Szenenausschnitt aus dem Stück "They call me jeckisch", eine gemeinsame Produktion des Theaters Heidelberg und des Beit Lessin Theaters Tel Aviv. Auf dem Bild: die Schauspieler Hadas Kalderon und Michael Hanegbi Fotos: Markus Kaesler/Theater Heidelberg
Szenenausschnitt mit Hadas Kalderon und Michael HanegbiBild: Markus Kaesler/Theater Heidelberg

"Ich bin naiv nach Israel gekommen. Fremde, sehr alte Menschen haben mir dort ihre Lebensgeschichten anvertraut. Es waren 'Jeckes', deutschstämmige Israelis. Als ich bei ihnen in der Wohnung saß, hatte ich das kuriose Gefühl, ich sitze bei meiner Oma," sagt Ute Baggeröhr, deren Familie in Deutschland lebt, dem Land der Täter. Ute weiß nicht genau, was ihre Angehörigen in der Nazizeit getan haben. Sie hat viel mit ihren Eltern telefoniert, während in Heidelberg und Tel Aviv geprobt wurde: "Wir haben unsere Großeltern auch geliebt – aber sie sind nicht gekommen und haben gesagt, was sie getan haben. Man kann sich also nicht sicher sein. Man fragte nicht. Warum habt Ihr nicht mehr gebohrt, hab ich meinen Eltern gesagt!"
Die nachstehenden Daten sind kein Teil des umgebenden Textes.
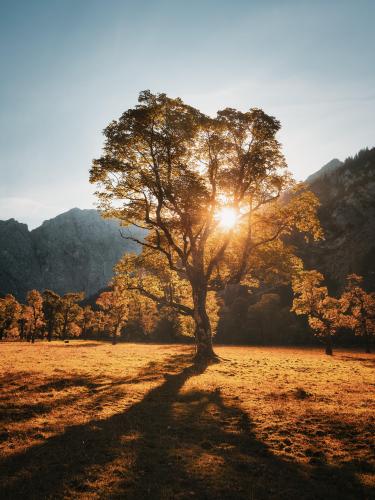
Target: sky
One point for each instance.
(69, 67)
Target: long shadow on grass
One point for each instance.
(171, 444)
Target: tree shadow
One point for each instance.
(171, 444)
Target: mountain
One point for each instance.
(75, 251)
(328, 168)
(347, 214)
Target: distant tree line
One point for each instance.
(239, 317)
(49, 316)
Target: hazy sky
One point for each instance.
(68, 67)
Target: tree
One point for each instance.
(51, 306)
(115, 304)
(10, 310)
(359, 309)
(323, 312)
(87, 320)
(34, 313)
(69, 313)
(197, 185)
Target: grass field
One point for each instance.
(90, 420)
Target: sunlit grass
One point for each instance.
(101, 420)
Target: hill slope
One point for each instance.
(71, 252)
(347, 214)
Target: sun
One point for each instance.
(227, 218)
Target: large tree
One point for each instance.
(206, 190)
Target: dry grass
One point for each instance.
(89, 420)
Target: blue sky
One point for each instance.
(68, 67)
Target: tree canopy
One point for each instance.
(174, 171)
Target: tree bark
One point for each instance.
(329, 350)
(367, 343)
(203, 332)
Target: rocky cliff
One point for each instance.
(347, 213)
(75, 251)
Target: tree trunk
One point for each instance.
(203, 333)
(329, 349)
(367, 343)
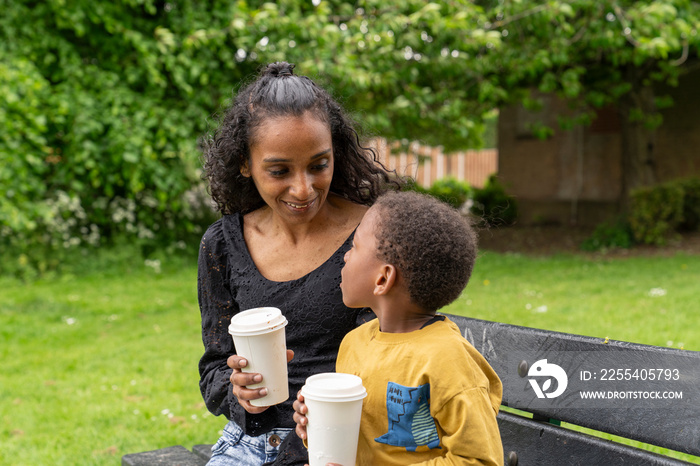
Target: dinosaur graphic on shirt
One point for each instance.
(410, 422)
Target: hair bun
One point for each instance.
(279, 69)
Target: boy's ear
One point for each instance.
(245, 170)
(385, 280)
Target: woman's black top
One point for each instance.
(229, 282)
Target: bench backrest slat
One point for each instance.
(673, 424)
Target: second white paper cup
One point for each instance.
(259, 336)
(334, 402)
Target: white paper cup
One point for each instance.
(259, 336)
(334, 402)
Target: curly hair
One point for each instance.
(278, 92)
(430, 243)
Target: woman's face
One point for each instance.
(291, 163)
(362, 266)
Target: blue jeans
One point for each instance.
(236, 448)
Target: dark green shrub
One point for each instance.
(655, 212)
(451, 191)
(609, 235)
(493, 205)
(691, 204)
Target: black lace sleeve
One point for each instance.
(217, 307)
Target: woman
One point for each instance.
(288, 173)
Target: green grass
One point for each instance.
(649, 300)
(103, 362)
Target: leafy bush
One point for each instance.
(691, 204)
(609, 235)
(655, 212)
(451, 191)
(493, 205)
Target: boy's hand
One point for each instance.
(300, 411)
(240, 380)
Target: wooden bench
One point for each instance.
(530, 426)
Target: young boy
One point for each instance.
(432, 398)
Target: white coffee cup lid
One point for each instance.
(256, 321)
(334, 386)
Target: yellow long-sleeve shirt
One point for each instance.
(432, 398)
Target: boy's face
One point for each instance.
(361, 264)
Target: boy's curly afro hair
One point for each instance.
(430, 243)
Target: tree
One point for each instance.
(595, 53)
(103, 101)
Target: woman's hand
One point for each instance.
(240, 380)
(299, 417)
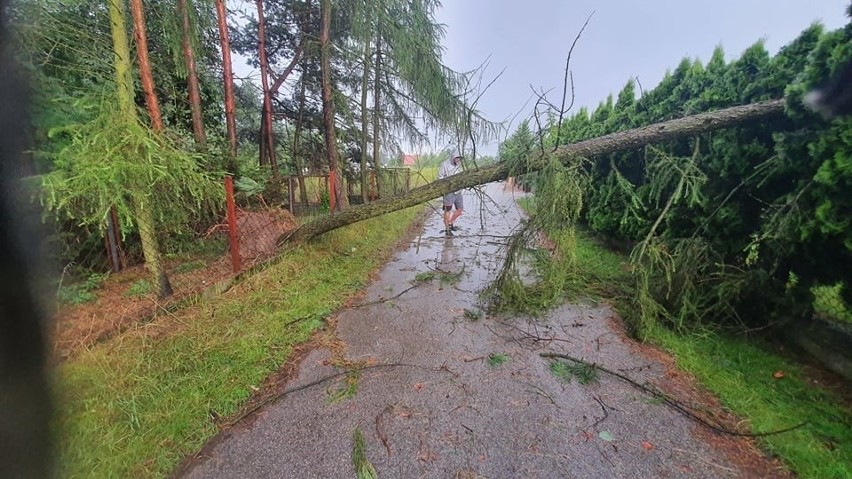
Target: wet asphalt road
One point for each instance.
(441, 410)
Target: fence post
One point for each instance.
(291, 195)
(113, 242)
(233, 238)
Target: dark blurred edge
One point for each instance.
(25, 406)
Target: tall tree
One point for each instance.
(341, 200)
(297, 138)
(139, 33)
(267, 137)
(228, 80)
(365, 136)
(127, 107)
(193, 88)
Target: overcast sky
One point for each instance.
(624, 39)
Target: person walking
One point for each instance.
(451, 200)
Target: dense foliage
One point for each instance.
(732, 226)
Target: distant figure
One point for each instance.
(450, 168)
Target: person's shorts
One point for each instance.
(453, 199)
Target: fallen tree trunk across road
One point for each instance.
(624, 140)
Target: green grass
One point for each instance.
(740, 373)
(137, 405)
(139, 288)
(83, 291)
(190, 266)
(363, 467)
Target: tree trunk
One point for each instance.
(377, 127)
(145, 65)
(341, 199)
(191, 75)
(228, 77)
(624, 140)
(267, 138)
(365, 123)
(144, 216)
(297, 161)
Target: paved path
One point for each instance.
(443, 411)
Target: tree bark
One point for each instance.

Zwei Geschichten, zwei Perspektiven

Hadas und Ute sind fast gleichaltrig. Sie gehören der dritten, der Enkelgeneration an. Sie stellen lange unterdrückte Fragen, lüften Tabus, schauen hinter die Mauer des Schweigens. Und sie haben sich gut kennen gelernt, als sie gemeinsam mit ihren Schauspielkollegen Michael Hanegbi und Frank Wiegard für das Theaterstück in Israel recherchiert, Interviews mit deutschen Einwanderern und deren Familien geführt haben. Kein einfaches Gastspiel war das, kein kurzes Hereinschnuppern – sondern Leben und Arbeiten in der jeweils anderen Geschichte. Wochenlang wurde geredet und gestritten, Nerven zerfetzend manchmal, anstrengend, zermürbend. Und immer stand dabei auch diese Frage im Hintergrund: Was siehst du in mir?

Fremde Heimat

Szenenbild mit Ute Baggeröhr und Frank Wiegard aus dem Stück "They call me jeckisch"eine gemeinsame Produktion des Theaters Heidelberg und des Beit Lessin Theaters Tel Aviv. Auf dem Bild: die Schauspieler Hadas Kalderon und Michael Hanegbi Fotos: Markus Kaesler/Theater Heidelberg
Ute Baggeröhr und Frank WiegardBild: Markus Kaesler/Theater Heidelberg

"Wir tragen sehr schweres Gepäck. Wir werden immer die Vergangenheit zwischen uns haben", sagt Hadas. "Warum muss ausgerechnet ich diesen ganzen Mist mit mir herumschleppen", fragt sich Ute. Doch beide empfinden es so: Die Geschichte lebt, weil die Menschen, die sie erlitten, verantwortet oder geerbt haben noch leben. Das Theaterstück "They call me jeckisch" handelt von Flucht und Einwanderung, von Heimweh und Verlorenheit, Schuld und Trauma, Stereotypen, vom Konflikt der Generationen, den Absurditäten des israelischen Alltags, den Problemen, sich in einer fremden Welt zurecht zu finden und von den grotesken Verkrampfungen im deutsch-israelischen Verhältnis. Eine bitterböse, urkomische und todtraurige Mischung ist daraus geworden, die das Publikum zu schallendem Gelächter hinreißt und es dann doch tief bewegt zurück lässt. In Israel haben viele Zuschauer geweint – in Deutschland stellen sie Fragen, wollen Erklärungen.

Erinnerungstheater

Für die Verantwortlichen am Stadttheater Heidelberg und am Teatron Beit Lessin in Tel Aviv ist dies alles andere als ein Routineprojekt. Viele haben daran mitgewirkt: Schauspieler, Dramaturgen, Bühnenkünstler, das Goethe-Institut, und nicht zuletzt die Kulturstiftung des Bundes mit ihrem Fonds "Wanderlust", der Theaterpartnerschaften fördert. "Jeder von uns, der in Israel war, dessen Leben wurde berührt, verändert", bilanziert der Heidelberger Schauspieldirektor Jan Linders. Und fügt hinzu: "Auch wenn die letzten Überlebenden auf der Täter- und der Opferseite bald tot sind, kann es vielleicht gerade die Aufgabe des Theaters sein, hier weiter zu machen, die Erinnerung am Leben zu halten."